In its fiscal 2024 first quarter (ended April 30), it booked revenue of $7.2 billion, but in fiscal Q2, it expects a massive surge to $11 billion due to skyrocketing demand for its chips and software to power AI.  

Based on that guidance, adjusted net income will be about $4.9 billion in the current quarter alone. At its last peak in fiscal 2022, Nvidia's adjusted net income for the entire year was just $11 billion. Suffice it to say, this is a big deal.  

Nvidia's share price is up a whopping 167% so far in 2023. After such a tremendous surge, there's at least one good reason for some investors to think that selling might make some sense. But there's also an excellent reason to hold onto this top semiconductor stock.  

One reason to sell Nvidia stock right now

There's one simple reason to not buy Nvidia stock now -- or even to sell at least some shares if you already own it: The company itself isn't buying. 

Nvidia had returned over $8 billion to shareholders over the last year via its stock buyback plan. As of the end of April, $7.2 billion was left remaining in its share repurchase authorization. However, Nvidia didn't buy back any stock in its fiscal first quarter.

The buybacks might be on pause for now because Nvidia stock is "expensive," trading at 50 times forward expected earnings per share. Previously, management executed well -- it was buying the dip last year during the worst of the semiconductor industry's downturn. Now that business is rolling again and there's optimism about chipmakers on Wall Street, Nvidia might be waiting until there's a pullback in the stock.  

Admittedly, Nvidia could also simply have seen a more pressing need for that cash. After all, it had to secure extra chip supply with partners like Taiwan Semiconductor Manufacturing to meet the growing demand. Though Nvidia doesn't carry the expense burden of manufacturing semiconductors itself, it still needs to pay for their fabrication before it can book revenue by selling them to customers.

At any rate, if you're looking for a reason to take some profits, this might be it. Management itself isn't buying right now after the stock's epic take-off early this year.

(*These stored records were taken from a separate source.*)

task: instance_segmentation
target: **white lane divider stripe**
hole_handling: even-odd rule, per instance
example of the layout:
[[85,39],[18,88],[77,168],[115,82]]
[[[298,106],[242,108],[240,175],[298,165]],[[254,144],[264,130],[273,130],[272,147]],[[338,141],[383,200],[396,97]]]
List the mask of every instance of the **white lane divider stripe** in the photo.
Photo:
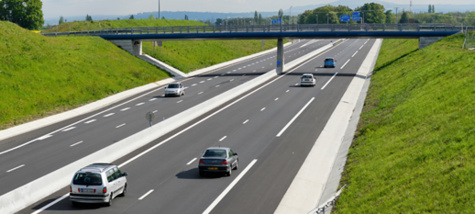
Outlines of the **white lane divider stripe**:
[[63,132],[71,131],[71,130],[73,130],[73,129],[75,129],[75,128],[76,128],[76,127],[71,126],[71,127],[67,128],[67,129],[64,129]]
[[25,164],[22,164],[22,165],[17,166],[17,167],[15,167],[15,168],[13,168],[13,169],[7,170],[7,172],[13,172],[13,171],[15,171],[15,170],[17,170],[17,169],[19,169],[19,168],[24,167],[24,166],[25,166]]
[[211,203],[211,205],[209,205],[209,207],[206,208],[205,211],[203,211],[203,214],[210,213],[216,207],[216,205],[218,205],[218,203],[223,200],[223,198],[228,194],[228,192],[230,192],[231,189],[239,182],[239,180],[241,180],[242,177],[246,175],[246,173],[251,169],[251,167],[256,164],[256,162],[257,159],[252,160],[251,163],[233,180],[233,182],[231,182],[229,186],[226,187],[226,189],[224,189],[224,191],[213,201],[213,203]]
[[219,142],[223,141],[224,139],[226,139],[228,136],[224,136],[222,137],[221,139],[219,139]]
[[77,145],[79,145],[79,144],[81,144],[81,143],[83,143],[83,142],[84,142],[84,141],[81,140],[81,141],[79,141],[79,142],[77,142],[77,143],[71,144],[69,147],[77,146]]
[[85,123],[85,124],[89,124],[89,123],[92,123],[92,122],[96,122],[96,119],[92,119],[92,120],[86,121],[86,122],[84,122],[84,123]]
[[104,115],[104,117],[110,117],[110,116],[112,116],[112,115],[114,115],[114,114],[115,114],[115,113],[106,114],[106,115]]
[[139,201],[143,200],[145,197],[150,195],[153,191],[154,191],[153,189],[149,190],[147,193],[145,193],[144,195],[142,195],[142,197],[139,198]]
[[310,99],[310,101],[308,101],[308,103],[305,104],[305,106],[302,109],[300,109],[300,111],[287,123],[287,125],[284,126],[284,128],[276,135],[276,137],[282,136],[285,130],[289,128],[289,126],[297,119],[297,117],[300,116],[300,114],[302,114],[302,112],[310,105],[310,103],[313,102],[313,100],[315,100],[315,97],[312,97],[312,99]]
[[192,164],[193,162],[195,162],[196,159],[198,159],[198,158],[193,158],[193,160],[191,160],[190,162],[186,163],[186,165],[189,166],[190,164]]
[[348,59],[348,61],[346,61],[345,64],[343,64],[343,66],[341,66],[340,69],[343,69],[346,66],[346,64],[348,64],[349,62],[350,62],[350,59]]
[[338,74],[338,72],[336,72],[336,73],[332,76],[332,78],[330,78],[330,79],[328,80],[328,82],[325,83],[325,85],[321,88],[321,90],[325,89],[325,88],[327,87],[327,85],[330,84],[330,82],[333,80],[333,78],[336,77],[337,74]]

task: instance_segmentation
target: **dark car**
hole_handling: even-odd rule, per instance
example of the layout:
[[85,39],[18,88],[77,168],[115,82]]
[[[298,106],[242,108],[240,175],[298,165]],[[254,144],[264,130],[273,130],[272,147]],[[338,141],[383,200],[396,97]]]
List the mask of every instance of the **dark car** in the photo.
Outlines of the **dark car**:
[[225,173],[231,176],[239,166],[238,154],[226,147],[210,147],[203,152],[198,164],[200,176],[205,173]]

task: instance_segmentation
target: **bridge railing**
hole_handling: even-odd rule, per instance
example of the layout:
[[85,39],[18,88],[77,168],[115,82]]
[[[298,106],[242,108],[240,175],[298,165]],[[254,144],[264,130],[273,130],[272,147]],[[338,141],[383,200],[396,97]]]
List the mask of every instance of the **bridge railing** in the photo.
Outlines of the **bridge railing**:
[[178,33],[252,33],[252,32],[363,32],[363,31],[459,31],[461,26],[447,24],[294,24],[294,25],[205,25],[168,27],[104,28],[96,31],[45,33],[60,35],[178,34]]

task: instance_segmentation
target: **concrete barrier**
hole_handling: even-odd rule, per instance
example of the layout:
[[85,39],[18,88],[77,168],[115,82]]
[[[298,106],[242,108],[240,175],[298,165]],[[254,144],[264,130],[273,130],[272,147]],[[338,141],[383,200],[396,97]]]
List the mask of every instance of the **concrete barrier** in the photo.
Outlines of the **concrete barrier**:
[[[284,67],[284,70],[291,70],[301,63],[313,58],[315,55],[331,48],[332,46],[332,44],[326,45],[301,57],[298,60],[294,60],[288,63]],[[78,169],[93,162],[113,162],[133,152],[134,150],[153,142],[154,140],[177,129],[178,127],[183,126],[184,124],[206,114],[212,109],[217,108],[220,105],[223,105],[224,103],[246,93],[250,89],[265,83],[275,76],[277,76],[277,72],[274,69],[203,103],[189,108],[177,115],[174,115],[160,123],[157,123],[150,128],[142,130],[104,149],[70,163],[54,172],[18,187],[0,196],[0,213],[18,212],[69,185],[73,174]]]

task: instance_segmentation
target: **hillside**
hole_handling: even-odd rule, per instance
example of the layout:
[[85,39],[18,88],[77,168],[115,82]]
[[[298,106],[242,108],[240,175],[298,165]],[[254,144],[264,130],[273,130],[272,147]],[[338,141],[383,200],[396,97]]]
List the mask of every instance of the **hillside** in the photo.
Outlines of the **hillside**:
[[0,129],[164,78],[100,38],[47,38],[0,22]]
[[384,40],[335,213],[473,213],[475,52]]

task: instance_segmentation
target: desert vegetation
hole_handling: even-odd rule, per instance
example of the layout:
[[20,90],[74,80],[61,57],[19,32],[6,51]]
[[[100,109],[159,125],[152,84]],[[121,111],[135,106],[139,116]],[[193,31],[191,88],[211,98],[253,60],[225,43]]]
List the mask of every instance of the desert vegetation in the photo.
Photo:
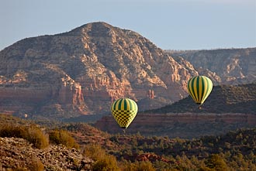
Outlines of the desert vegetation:
[[[47,127],[14,117],[0,118],[1,137],[24,139],[33,145],[28,153],[29,150],[36,149],[43,150],[40,153],[43,153],[43,150],[53,148],[53,145],[65,147],[58,151],[48,151],[48,153],[52,153],[51,158],[56,156],[56,159],[59,159],[57,156],[60,157],[60,155],[67,152],[66,149],[70,149],[67,156],[78,152],[78,156],[92,160],[89,166],[86,165],[88,170],[256,169],[256,128],[237,129],[217,136],[184,139],[178,137],[169,139],[168,136],[145,137],[139,132],[111,135],[83,123],[57,122]],[[48,128],[45,128],[47,127]],[[31,139],[32,136],[34,139]],[[12,143],[9,145],[13,149],[16,143]],[[6,155],[6,152],[0,149],[0,154]],[[15,158],[12,153],[8,157]],[[19,166],[2,164],[1,166],[13,170],[53,170],[53,168],[57,168],[49,166],[50,160],[46,161],[40,155],[35,155],[32,159],[27,163],[19,161]],[[72,163],[73,166],[69,168],[71,170],[82,170],[85,164],[81,159],[67,158],[65,160]],[[60,166],[62,162],[58,162],[59,167],[67,168],[67,164]]]

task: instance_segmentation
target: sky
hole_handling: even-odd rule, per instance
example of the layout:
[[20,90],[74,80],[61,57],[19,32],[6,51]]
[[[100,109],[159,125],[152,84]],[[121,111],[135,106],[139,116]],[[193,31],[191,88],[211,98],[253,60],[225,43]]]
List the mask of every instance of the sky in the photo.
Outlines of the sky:
[[0,50],[94,22],[163,50],[256,47],[256,0],[0,0]]

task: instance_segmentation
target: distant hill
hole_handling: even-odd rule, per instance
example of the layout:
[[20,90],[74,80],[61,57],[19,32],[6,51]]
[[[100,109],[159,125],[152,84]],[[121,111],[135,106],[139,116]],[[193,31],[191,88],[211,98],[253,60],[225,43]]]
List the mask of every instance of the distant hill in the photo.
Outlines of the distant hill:
[[166,52],[132,30],[88,23],[0,51],[0,113],[59,120],[106,115],[124,97],[140,111],[159,108],[187,97],[192,76],[215,85],[255,80],[255,48]]
[[219,84],[240,84],[256,80],[256,47],[209,50],[166,50],[177,60],[191,63],[201,75],[217,77]]
[[92,22],[0,51],[0,112],[62,119],[106,113],[123,97],[156,108],[186,96],[196,74],[137,32]]
[[[6,134],[2,134],[7,131],[3,128],[6,123],[13,130],[20,130],[18,125],[31,125],[25,120],[0,115],[0,162],[4,170],[256,169],[255,128],[189,140],[168,136],[146,137],[140,132],[111,135],[86,124],[48,123],[54,130],[64,129],[72,135],[81,145],[81,149],[76,149],[67,144],[52,143],[47,148],[36,149],[22,138],[6,137]],[[37,127],[47,134],[51,128],[45,124]],[[34,129],[29,130],[35,132]],[[16,133],[19,135],[17,131]],[[116,169],[109,169],[113,166]],[[153,167],[155,169],[148,169]]]
[[147,113],[243,113],[256,115],[256,83],[213,87],[202,106],[197,108],[190,96],[172,104],[146,111]]
[[[190,96],[165,107],[138,112],[126,132],[192,139],[251,128],[256,124],[256,84],[216,86],[199,109]],[[109,133],[121,132],[113,117],[95,125]]]

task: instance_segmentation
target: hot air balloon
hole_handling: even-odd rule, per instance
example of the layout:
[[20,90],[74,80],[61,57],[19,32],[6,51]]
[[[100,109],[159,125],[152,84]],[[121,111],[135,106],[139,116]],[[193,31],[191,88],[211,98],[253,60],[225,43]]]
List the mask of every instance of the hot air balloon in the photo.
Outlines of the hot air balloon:
[[188,91],[199,108],[206,100],[213,90],[212,80],[206,76],[195,76],[189,79]]
[[130,98],[119,98],[111,105],[111,112],[122,128],[127,128],[138,111],[136,102]]

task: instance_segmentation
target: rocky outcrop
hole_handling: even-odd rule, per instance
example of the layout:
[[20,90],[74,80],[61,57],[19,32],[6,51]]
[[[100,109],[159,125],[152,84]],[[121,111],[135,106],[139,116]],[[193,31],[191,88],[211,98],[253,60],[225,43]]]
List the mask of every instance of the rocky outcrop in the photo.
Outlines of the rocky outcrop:
[[22,39],[0,61],[0,111],[28,116],[104,113],[123,97],[139,110],[156,108],[186,97],[196,74],[138,33],[105,22]]
[[0,138],[0,168],[2,170],[92,170],[94,162],[75,149],[50,145],[44,149],[32,147],[26,140]]
[[105,22],[25,39],[0,52],[0,112],[51,118],[106,114],[124,97],[144,111],[187,97],[192,76],[217,84],[255,80],[255,49],[184,54]]
[[256,48],[168,51],[189,61],[202,75],[216,75],[215,84],[238,84],[256,80]]
[[[127,134],[192,139],[218,135],[240,128],[253,128],[256,115],[251,114],[138,114],[126,130]],[[104,116],[95,126],[109,133],[123,133],[112,116]]]

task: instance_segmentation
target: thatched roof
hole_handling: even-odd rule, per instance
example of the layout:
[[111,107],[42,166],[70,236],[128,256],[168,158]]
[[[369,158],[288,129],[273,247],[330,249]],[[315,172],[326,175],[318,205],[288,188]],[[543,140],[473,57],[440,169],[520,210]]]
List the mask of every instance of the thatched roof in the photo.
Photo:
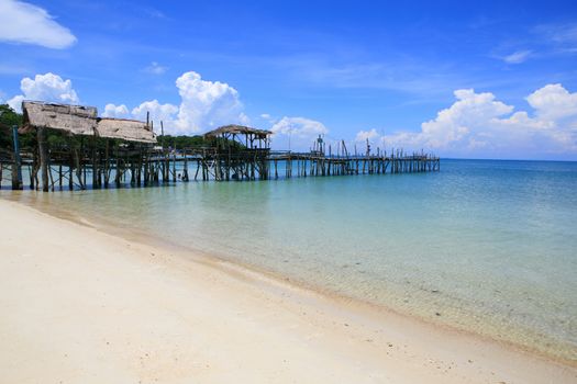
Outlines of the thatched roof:
[[97,117],[93,106],[22,102],[24,129],[46,127],[84,135],[120,138],[126,142],[156,143],[156,136],[146,123],[135,120]]
[[256,129],[251,128],[248,126],[244,125],[224,125],[217,129],[207,132],[204,134],[204,137],[217,137],[223,134],[241,134],[241,135],[255,135],[258,138],[266,138],[267,136],[271,135],[273,133],[270,131],[265,129]]
[[156,143],[156,135],[146,123],[136,120],[99,118],[96,127],[99,137],[122,138],[129,142]]
[[73,135],[92,135],[97,124],[93,106],[24,101],[22,111],[24,125],[66,131]]

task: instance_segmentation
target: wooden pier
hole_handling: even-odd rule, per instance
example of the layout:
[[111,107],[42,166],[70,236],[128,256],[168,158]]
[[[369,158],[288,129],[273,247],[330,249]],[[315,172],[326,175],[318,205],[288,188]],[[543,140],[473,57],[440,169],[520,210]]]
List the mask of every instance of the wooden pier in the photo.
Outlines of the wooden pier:
[[[374,154],[368,143],[364,154],[357,154],[356,148],[351,154],[341,142],[333,154],[321,137],[309,153],[274,151],[271,132],[241,125],[206,133],[202,145],[176,148],[165,143],[164,136],[158,145],[148,121],[101,118],[90,106],[23,102],[23,113],[22,126],[11,128],[12,145],[0,148],[0,187],[9,181],[15,190],[24,184],[55,191],[195,180],[414,173],[441,168],[439,157],[402,150],[387,154],[377,149]],[[4,127],[4,136],[8,131]]]

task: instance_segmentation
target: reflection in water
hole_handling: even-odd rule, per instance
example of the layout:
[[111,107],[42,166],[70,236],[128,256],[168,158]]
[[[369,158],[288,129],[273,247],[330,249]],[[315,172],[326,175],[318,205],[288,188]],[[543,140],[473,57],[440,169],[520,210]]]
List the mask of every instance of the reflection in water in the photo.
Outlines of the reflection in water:
[[572,357],[576,190],[577,163],[445,160],[440,173],[1,195]]

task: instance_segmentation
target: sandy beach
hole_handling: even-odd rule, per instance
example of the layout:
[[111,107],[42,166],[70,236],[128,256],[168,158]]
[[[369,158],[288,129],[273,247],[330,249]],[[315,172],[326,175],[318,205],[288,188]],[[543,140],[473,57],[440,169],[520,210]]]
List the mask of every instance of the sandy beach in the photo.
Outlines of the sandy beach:
[[1,383],[575,383],[548,361],[0,200]]

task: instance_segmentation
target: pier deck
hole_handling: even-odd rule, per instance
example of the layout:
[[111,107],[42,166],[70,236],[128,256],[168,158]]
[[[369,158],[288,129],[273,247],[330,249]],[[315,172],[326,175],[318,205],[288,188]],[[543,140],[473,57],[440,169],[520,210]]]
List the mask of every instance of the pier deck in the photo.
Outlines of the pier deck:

One big reason Nvidia stock could still be a buy

Nvidia may not come cheap these days, but there's a good reason why. This already-massive company is only poised to get bigger. CEO Jensen Huang mentioned on the last earnings call that the world's existing data centers are worth around $1 trillion, and the semiconductors within them get refreshed about every four years. Today, most of the money spent on those rolling refreshes goes to new CPUs and other traditional chips.

However, with AI now capturing the spotlight, the GPUs (graphics processing units) and other accelerated computing chips that Nvidia specializes in will feature heavily in the infrastructure of these data centers. Nvidia's GPUs certainly won't capture all, or even a majority, of this new infrastructure spending. But the company could attract a big chunk of it.

Huang also admitted that the world has limited resources, so the upgrade won't happen overnight. He called it a 10-year process. Nevertheless, with so much money up for grabs, Nvidia could continue getting bigger, as its chips are now the centerpiece of a data center and AI computing in a market worth hundreds of billions of dollars a year. 

Additionally, let's not forget Nvidia's subscription software library, which it often bundles with the sale of its chips. Earlier this year, CFO Colette Kress said Nvidia's quarterly software revenue was in the hundreds of millions of dollars, and growing quickly.

In sum, Nvidia created a brand-new AI hardware market, and we have no idea how big it will become. The stock may trade at over 50 times expected earnings now, but given how much bigger this business could get over the course of the next decade, don't expect a "cheap" valuation on this top chip stock anytime soon. 

As is always the case with premium-priced stocks that have big potential, for those investors who want to buy, I preach prudence. Consider utilizing a dollar-cost averaging plan and buying shares in small batches over time.